I would say, for example, that minds are always embodied. And that the death of the body wipes out the mind, memories, and personality.

What happens next?

Your body is gradually broken up and recycled. And that’s it. There is no “life after death” because this would contradict too many other things that we know must be true about the universe. Every death is effectively a parinirvāṇa.

I’m quite aware that religious Buddhists find this view objectionable (as they find many of my views objectionable). And I’m sensitive to their concerns. I have no intention of downplaying the traditional importance of karma and rebirth to Buddhism. To the extent that we know anything at all about “early Buddhism” (which is minimal in my view), karma and rebirth are central and inseparable.

I’m fully aware that without karma and rebirth, traditional Buddhism, doesn’t really make sense.
But facts are facts. Iron Age people were not best-placed to describe reality. I think this is especially true of people whose principal search for knowledge of reality involves completely cutting yourself off from reality.

That said, my research on the Heart Sutra alerted me to some real phenomena that people experience, notably the cessation of sensory experience. I may have over-emphasised this, but only because I’m working on source texts that can only be understood by privileging cessation. My goal is to get some insight into the minds of the authors. To do that I have to internalise their belief, while retaining my sanity. Conversations with meditators indicate some other things are definitely going on and important, but you don’t find those in a Prajñāpāramitā text. Funnily enough, I relied almost entirely on my knowledge of Pāli, particularly how Sue Hamilton saw the Pāli texts, in explaining Prajñāpāramitā. I think Prajñāpāramitā is more closely related to certain strands of Pāli Buddhism than it is to any version of Madhyamaka.

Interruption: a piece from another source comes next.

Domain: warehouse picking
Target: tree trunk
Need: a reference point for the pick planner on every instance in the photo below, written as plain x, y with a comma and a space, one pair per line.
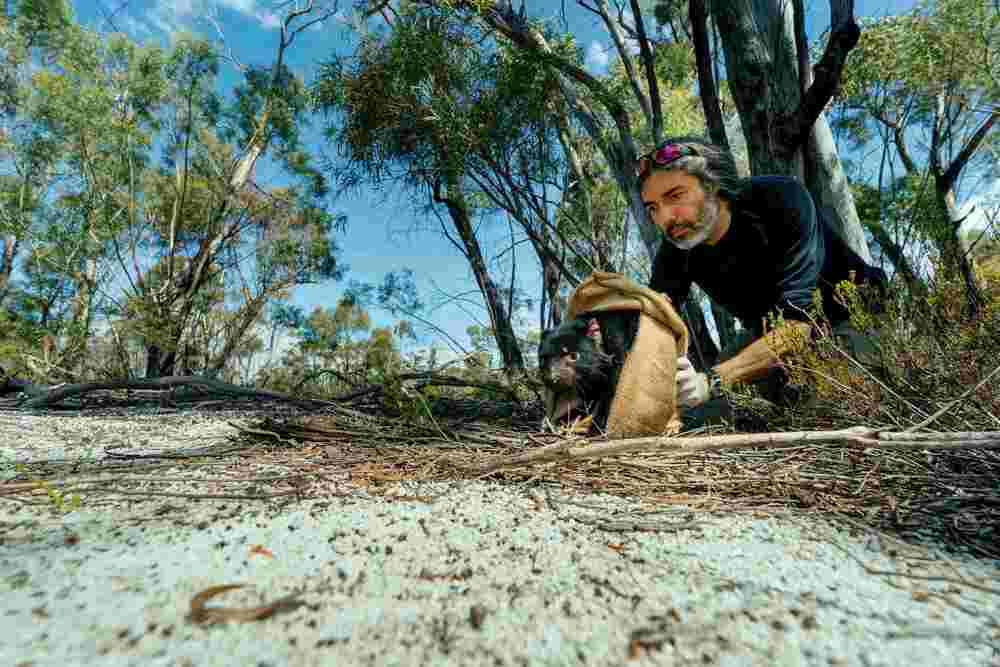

I have no doubt that some people are able to achieve cessation and that this changes them in very positive ways. So while I don’t believe in karma and rebirth, I do believe in bodhi. So I figure I’m still some kind of Buddhist. McMahan would probably call me a “Buddhist Modernist”. Which is fair enough.

But I’ve also come to see the knowledge gained by Buddhists as unrelated to “reality” or the “nature of reality”. I still can’t tell you when Buddhists started talking in such terms, but I feel quite strongly that this is a wrong view. Reality is described to 12 decimal places by science. What Buddhists learn in meditation is far more limited and related to sensory experience and the nature of sensory experience.

Most of the metaphysical conclusions that Buddhists promote (like karma and rebirth) are simply not supported by a coherent epistemology. No one has ever been able to explain why or how meditation—withdrawing attention from sensory experience—would give anyone access to “reality”. Worse, it’s clear that many Buddhists see the absence of sensory experience as reality. This explains the basis of Madhyamaka metaphysics for example. But none of it has anything to do with reality.

After I die, I will rapidly be forgotten, my body with be recycled by bacteria and fungi, and… that’s it. I find this thought galvanizes me to work on my writing on a good day. My best shot at “life after death” is publishing something that makes people think and talk. My latest article on the Heart Sutra was published yesterday in Buddhist Studies Review. I hope people find it stimulating.

I’m not proselytizing. I don’t expect anyone to agree. I’m just answering the question as asked (and because almost no one ever asks).